Italienische Nachnamen werden in den wichtigsten öffentlichen Ämtern in Brasilien verwendet. Die Bedeutung der italienischen Kolonie für die Entwicklung des Landes lässt sich nicht leugnen.
Eine schnelle Suche genügt, um italienische Nachnamen in den wichtigsten öffentlichen Ämtern Brasiliens zu finden – einschließlich des höchsten, der Präsidentschaft der Republik unter dem Kommando von Jair Messias Bolsonaro.
Im Bundesgerichtshof zwei italienische Nachnamen: der von Minister Dias Toffoli und Minister Edson Fachin.

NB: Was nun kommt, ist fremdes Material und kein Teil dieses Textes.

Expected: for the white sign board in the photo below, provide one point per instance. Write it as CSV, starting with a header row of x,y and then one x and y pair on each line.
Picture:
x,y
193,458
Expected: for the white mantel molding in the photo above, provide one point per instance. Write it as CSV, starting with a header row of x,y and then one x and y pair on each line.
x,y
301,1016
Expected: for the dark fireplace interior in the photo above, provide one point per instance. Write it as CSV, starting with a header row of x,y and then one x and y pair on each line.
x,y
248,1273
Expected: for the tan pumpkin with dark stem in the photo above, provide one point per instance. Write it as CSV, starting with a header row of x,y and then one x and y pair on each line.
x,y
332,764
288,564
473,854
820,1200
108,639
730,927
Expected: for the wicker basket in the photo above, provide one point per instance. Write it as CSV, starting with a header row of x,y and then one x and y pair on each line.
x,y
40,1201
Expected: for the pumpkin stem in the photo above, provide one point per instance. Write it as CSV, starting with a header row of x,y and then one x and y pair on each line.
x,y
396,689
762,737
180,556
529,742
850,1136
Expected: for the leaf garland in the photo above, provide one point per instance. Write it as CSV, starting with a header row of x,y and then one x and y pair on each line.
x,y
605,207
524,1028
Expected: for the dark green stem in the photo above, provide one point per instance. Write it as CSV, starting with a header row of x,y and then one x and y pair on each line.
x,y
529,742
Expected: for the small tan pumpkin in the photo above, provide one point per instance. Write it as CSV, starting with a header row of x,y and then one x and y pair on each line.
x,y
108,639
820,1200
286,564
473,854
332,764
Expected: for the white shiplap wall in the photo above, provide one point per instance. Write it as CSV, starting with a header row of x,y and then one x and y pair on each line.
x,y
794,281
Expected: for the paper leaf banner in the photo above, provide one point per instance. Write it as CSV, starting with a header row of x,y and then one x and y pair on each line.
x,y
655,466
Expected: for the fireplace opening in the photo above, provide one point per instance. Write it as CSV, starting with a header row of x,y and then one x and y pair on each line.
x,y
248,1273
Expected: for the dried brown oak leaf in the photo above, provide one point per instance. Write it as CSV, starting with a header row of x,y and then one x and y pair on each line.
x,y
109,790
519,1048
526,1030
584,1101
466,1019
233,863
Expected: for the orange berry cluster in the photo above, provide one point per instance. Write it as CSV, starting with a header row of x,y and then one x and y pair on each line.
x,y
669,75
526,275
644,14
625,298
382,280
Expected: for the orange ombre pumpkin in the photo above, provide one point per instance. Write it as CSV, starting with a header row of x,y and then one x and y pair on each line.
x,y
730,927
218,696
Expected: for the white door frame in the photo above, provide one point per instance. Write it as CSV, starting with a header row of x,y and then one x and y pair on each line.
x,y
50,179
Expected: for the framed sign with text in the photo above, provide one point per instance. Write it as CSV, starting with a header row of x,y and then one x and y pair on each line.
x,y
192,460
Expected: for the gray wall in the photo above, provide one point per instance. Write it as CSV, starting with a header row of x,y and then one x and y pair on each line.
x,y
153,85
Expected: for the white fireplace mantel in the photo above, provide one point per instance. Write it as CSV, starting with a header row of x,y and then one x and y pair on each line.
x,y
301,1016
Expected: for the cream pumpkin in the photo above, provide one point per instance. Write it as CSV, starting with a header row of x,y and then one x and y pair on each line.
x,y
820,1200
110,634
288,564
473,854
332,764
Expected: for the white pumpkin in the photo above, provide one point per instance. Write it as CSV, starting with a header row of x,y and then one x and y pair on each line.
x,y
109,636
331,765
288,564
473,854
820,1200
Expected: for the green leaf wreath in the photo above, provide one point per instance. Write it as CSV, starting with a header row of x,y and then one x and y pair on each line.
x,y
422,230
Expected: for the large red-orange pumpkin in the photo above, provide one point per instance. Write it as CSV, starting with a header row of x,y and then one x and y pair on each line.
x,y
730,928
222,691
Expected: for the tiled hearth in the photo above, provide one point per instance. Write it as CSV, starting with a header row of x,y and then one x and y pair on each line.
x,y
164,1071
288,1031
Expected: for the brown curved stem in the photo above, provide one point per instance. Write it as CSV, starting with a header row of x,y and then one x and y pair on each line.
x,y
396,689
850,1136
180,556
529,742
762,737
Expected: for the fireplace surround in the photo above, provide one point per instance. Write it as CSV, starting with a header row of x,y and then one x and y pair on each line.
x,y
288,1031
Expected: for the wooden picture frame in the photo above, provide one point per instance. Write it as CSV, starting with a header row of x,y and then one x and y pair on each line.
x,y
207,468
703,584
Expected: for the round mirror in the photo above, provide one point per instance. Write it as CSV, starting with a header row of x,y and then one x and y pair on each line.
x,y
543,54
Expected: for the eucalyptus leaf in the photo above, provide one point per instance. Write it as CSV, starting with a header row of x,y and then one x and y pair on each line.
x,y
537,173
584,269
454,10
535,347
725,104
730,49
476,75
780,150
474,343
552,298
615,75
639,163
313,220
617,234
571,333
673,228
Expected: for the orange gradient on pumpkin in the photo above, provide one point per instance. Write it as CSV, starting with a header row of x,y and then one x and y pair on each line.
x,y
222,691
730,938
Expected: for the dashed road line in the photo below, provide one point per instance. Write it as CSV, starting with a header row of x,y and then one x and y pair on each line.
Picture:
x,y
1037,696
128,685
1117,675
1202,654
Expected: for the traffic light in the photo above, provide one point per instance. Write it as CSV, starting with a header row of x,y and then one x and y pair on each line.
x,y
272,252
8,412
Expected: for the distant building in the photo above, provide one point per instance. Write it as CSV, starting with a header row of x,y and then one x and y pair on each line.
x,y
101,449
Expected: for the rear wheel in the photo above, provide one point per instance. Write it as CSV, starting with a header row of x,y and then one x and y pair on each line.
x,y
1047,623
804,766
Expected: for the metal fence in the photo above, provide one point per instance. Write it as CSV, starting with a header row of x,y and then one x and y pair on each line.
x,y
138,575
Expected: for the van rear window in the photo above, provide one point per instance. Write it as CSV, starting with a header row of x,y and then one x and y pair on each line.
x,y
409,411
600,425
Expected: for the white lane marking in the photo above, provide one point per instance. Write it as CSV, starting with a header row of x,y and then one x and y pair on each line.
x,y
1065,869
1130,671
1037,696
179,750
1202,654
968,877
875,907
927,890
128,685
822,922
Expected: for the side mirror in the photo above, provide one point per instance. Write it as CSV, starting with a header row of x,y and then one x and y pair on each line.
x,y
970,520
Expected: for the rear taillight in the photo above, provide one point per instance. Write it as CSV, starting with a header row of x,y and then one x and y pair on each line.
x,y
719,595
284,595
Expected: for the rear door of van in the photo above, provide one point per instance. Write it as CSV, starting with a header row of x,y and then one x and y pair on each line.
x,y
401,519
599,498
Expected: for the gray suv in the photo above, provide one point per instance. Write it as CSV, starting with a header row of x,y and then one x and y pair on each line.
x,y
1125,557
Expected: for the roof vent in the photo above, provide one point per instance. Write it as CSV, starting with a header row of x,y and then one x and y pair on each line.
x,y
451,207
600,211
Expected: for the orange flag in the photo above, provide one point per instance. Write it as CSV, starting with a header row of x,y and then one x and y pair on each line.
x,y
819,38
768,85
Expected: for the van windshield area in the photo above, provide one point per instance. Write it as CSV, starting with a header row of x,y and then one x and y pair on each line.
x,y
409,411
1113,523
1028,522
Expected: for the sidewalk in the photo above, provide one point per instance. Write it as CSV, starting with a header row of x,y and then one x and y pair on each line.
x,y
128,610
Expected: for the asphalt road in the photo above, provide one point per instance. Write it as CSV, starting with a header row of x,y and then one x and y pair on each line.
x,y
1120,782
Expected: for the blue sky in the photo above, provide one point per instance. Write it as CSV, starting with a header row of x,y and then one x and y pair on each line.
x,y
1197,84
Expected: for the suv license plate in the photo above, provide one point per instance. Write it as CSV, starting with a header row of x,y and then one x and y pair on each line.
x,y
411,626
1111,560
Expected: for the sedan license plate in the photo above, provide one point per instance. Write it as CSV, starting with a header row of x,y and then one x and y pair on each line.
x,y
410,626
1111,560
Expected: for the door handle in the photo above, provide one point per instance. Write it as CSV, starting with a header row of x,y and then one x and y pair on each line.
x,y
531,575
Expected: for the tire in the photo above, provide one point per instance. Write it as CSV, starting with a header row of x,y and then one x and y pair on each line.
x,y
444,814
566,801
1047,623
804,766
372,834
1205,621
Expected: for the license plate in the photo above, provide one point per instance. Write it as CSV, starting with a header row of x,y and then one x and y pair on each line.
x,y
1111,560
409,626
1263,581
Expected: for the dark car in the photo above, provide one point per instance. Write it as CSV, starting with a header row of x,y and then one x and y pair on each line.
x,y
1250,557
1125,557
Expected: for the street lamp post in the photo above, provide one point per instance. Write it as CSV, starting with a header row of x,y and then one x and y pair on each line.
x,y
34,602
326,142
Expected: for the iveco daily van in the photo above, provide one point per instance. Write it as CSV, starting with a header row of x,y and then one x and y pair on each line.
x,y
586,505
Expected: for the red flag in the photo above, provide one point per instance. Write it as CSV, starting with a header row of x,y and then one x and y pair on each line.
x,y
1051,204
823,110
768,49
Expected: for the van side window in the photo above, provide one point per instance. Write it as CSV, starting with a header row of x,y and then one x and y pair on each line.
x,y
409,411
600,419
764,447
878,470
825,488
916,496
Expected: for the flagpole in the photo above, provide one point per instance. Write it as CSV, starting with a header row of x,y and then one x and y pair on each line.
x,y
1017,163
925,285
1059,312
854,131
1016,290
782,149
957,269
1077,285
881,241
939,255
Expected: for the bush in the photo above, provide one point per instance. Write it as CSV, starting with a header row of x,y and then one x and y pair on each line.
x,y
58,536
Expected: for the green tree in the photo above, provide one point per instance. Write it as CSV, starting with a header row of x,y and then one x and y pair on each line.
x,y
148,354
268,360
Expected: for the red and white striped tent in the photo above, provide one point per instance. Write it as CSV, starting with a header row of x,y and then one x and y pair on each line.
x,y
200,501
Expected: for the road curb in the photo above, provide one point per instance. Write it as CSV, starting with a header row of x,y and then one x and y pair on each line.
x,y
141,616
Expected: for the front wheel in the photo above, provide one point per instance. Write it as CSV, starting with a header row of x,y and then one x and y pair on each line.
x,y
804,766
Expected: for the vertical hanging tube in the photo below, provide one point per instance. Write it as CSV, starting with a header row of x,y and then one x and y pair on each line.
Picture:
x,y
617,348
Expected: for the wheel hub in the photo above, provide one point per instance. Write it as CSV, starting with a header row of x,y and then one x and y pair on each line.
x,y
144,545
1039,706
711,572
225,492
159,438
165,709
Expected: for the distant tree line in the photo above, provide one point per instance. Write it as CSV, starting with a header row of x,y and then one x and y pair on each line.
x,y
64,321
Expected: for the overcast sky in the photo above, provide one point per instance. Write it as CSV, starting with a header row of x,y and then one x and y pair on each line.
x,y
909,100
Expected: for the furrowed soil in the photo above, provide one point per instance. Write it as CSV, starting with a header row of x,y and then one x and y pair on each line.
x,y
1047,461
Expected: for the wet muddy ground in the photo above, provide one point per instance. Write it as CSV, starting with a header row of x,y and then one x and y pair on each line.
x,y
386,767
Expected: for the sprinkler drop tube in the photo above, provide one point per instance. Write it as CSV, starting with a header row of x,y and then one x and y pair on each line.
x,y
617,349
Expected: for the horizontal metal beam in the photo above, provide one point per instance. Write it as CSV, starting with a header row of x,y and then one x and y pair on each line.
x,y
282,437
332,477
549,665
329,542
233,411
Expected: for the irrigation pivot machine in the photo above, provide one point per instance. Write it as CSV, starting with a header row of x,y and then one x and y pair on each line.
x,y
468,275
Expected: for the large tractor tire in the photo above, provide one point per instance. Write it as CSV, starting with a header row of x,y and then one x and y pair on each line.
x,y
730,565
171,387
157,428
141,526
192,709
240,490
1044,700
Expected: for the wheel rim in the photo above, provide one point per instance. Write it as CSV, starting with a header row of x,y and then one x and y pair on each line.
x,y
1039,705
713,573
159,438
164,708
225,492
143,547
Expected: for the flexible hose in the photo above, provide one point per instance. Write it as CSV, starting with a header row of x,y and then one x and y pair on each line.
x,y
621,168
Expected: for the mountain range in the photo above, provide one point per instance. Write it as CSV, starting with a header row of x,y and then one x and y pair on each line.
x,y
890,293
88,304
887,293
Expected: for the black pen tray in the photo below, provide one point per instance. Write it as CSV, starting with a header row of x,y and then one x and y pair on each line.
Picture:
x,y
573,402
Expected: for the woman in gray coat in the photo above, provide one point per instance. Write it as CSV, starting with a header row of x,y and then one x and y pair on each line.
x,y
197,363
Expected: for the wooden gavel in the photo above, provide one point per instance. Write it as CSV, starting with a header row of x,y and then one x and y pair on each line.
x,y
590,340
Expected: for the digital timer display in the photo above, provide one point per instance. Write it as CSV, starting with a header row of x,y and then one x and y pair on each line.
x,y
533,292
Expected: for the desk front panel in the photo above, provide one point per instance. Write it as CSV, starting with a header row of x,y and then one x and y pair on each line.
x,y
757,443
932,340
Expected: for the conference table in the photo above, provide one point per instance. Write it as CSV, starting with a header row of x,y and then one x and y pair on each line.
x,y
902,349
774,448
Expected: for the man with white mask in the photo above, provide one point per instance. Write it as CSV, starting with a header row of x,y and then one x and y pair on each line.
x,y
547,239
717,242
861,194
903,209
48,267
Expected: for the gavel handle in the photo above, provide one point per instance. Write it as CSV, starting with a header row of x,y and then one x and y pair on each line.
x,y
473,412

Mindestens sechs Bundesstaaten werden von italienisch-brasilianischen Staatsbürgern regiert. São Paulo hat João als Gouverneur DoriaParaná wird vom italienisch-brasilianischen Ratinho Jr. (sein Nachname ist...) angeführt. Masse).
Gladson Kamelien (Acre), Renato Casagrande (Heiliger Geist), Romeo Zema (Minas Gerais) und Mauro Carlesse (Tocantins) vervollständigen die Liste.
Unter den Ministerien der Republik ist das Italienische Nachnamen tauchen häufig auf.
Im Generalsekretariat der Präsidentschaft der Republik befindet sich Onyx Lorenzoni. Die Abteilung wurde einst vom verstorbenen Gustavo geleitet Baby.
Es gibt keine Möglichkeit, Sergio zu vergessen Maure, der als Minister für Justiz und öffentliche Sicherheit fungierte. Genau wie Luiz Henrique Mandala, ehemaliger Gesundheitsminister – heute steht die Abteilung unter der Leitung von Eduardo Pazuello.
Auf der Liste der ehemaligen Minister steht auch Gustavo Canute, vom Ministerium für regionale Entwicklung.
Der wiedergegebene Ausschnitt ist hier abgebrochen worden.